The door may not open from the first knock. You may need to knock more than once. You may need to come with others. You may need to write in better language, with clearer evidence, and a more specific request. But all of this is different from impotence.
Stepping Out of the Margin
The margin is not a geographical place. The margin is a psychological state. You may live in the heart of London, Birmingham, or Newcastle, and yet live on the margin; because you do not know who addresses you, who serves you, who decides around you, how to ask, how to object, how to give thanks, or how to build a relationship.
And you may live in a small town, but you are inside public life; because you are present at the school, known in the neighborhood, a volunteer in a local project, writing when needed, attending during a crisis, and building a clean image of yourself and your community.
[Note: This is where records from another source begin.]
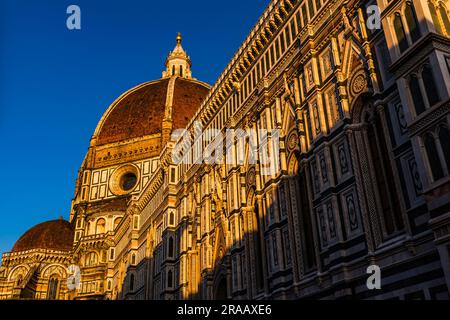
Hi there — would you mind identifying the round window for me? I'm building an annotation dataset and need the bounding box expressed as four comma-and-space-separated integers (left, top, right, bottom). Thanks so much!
120, 172, 137, 191
109, 164, 140, 196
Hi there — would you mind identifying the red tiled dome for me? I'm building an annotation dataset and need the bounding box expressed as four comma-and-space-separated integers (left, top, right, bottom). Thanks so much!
12, 219, 74, 252
96, 78, 209, 145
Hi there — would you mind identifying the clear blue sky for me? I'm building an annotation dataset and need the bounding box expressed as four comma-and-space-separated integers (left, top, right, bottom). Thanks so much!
0, 0, 269, 253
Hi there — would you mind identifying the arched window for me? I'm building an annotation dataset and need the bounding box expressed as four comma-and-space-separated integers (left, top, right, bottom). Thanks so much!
95, 218, 106, 234
47, 276, 59, 300
409, 74, 425, 115
17, 275, 23, 286
114, 218, 122, 230
130, 273, 134, 292
168, 237, 174, 258
422, 64, 440, 107
424, 134, 444, 181
439, 127, 450, 171
253, 201, 264, 290
366, 113, 404, 236
428, 1, 444, 34
405, 2, 420, 43
167, 270, 173, 288
439, 2, 450, 36
169, 212, 175, 226
394, 13, 408, 53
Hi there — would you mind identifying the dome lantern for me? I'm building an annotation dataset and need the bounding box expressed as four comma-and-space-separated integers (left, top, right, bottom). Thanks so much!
163, 33, 192, 79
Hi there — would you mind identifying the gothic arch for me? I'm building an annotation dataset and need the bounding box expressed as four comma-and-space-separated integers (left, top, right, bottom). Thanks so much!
8, 265, 30, 281
350, 92, 373, 124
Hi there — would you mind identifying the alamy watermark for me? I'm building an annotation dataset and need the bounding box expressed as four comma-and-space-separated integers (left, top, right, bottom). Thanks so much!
66, 4, 81, 30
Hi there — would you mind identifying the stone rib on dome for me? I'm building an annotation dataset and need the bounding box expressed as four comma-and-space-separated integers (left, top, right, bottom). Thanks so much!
12, 219, 74, 252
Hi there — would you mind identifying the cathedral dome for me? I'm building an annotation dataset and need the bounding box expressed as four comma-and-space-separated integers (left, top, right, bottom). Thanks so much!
12, 219, 74, 252
94, 34, 210, 146
96, 77, 209, 145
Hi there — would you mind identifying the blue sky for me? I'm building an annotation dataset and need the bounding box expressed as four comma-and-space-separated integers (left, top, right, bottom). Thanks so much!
0, 0, 269, 253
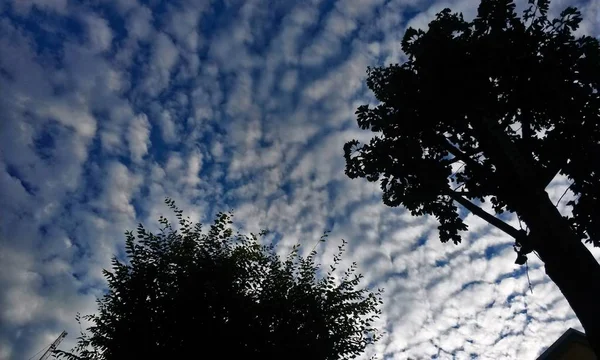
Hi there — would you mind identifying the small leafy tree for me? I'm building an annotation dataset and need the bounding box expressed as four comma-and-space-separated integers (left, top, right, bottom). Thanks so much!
55, 199, 381, 360
344, 0, 600, 356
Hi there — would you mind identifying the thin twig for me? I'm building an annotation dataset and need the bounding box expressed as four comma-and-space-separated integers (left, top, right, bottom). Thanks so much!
554, 182, 574, 207
525, 261, 533, 294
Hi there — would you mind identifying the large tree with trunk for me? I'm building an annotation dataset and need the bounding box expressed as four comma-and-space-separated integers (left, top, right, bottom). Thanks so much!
55, 200, 381, 360
344, 0, 600, 355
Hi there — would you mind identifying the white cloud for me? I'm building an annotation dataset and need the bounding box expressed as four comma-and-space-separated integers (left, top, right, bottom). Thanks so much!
84, 14, 113, 52
0, 0, 600, 360
128, 114, 150, 162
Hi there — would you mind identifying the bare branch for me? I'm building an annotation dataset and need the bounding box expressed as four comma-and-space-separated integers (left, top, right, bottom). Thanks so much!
447, 190, 519, 239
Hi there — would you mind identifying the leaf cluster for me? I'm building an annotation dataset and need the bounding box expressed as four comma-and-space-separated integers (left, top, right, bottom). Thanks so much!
55, 199, 381, 360
344, 0, 600, 245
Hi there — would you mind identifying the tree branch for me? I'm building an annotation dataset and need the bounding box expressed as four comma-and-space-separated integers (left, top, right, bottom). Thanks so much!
442, 140, 483, 170
447, 190, 519, 239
The margin is not that you do not hold citizenship. The margin is to live without an impact.
Conclusion: Before Citizenship, and After
The expatriate is not required to turn into a professional politician, nor to carry the concerns of the entire country on their shoulders, nor to enter into battles they do not understand, nor to replace the struggle of alienation with the alienation of struggle.
What is required is simpler and deeper: To step out of the shadows, to know the doors of the country in which they live, to transform their fear into knowledge, their complaint into a message, their alienation into a presence, and their temporary residency into an impact that remains after them.
For you may not remain in Britain until you obtain citizenship, but you will remain in it long enough to leave an image: of yourself, of your religion, of your language, and of the community to which you belong. You may not possess the ballot paper today, but you possess what precedes it: awareness, the word, presence, relationship, questioning, upbringing, and influence.
Politics is not only the right of the one who places a paper in the box. Politics is also the right of the one who refuses to live in a country whose doors they do not know. And whoever knows the doors is no longer entirely a stranger. Whoever knocks on them with politeness and persistence is no longer a margin. And whoever teaches their children and those around them how to enter through them has begun—even before citizenship—to create citizens who are not merely acted upon, but who participate in making what happens around them.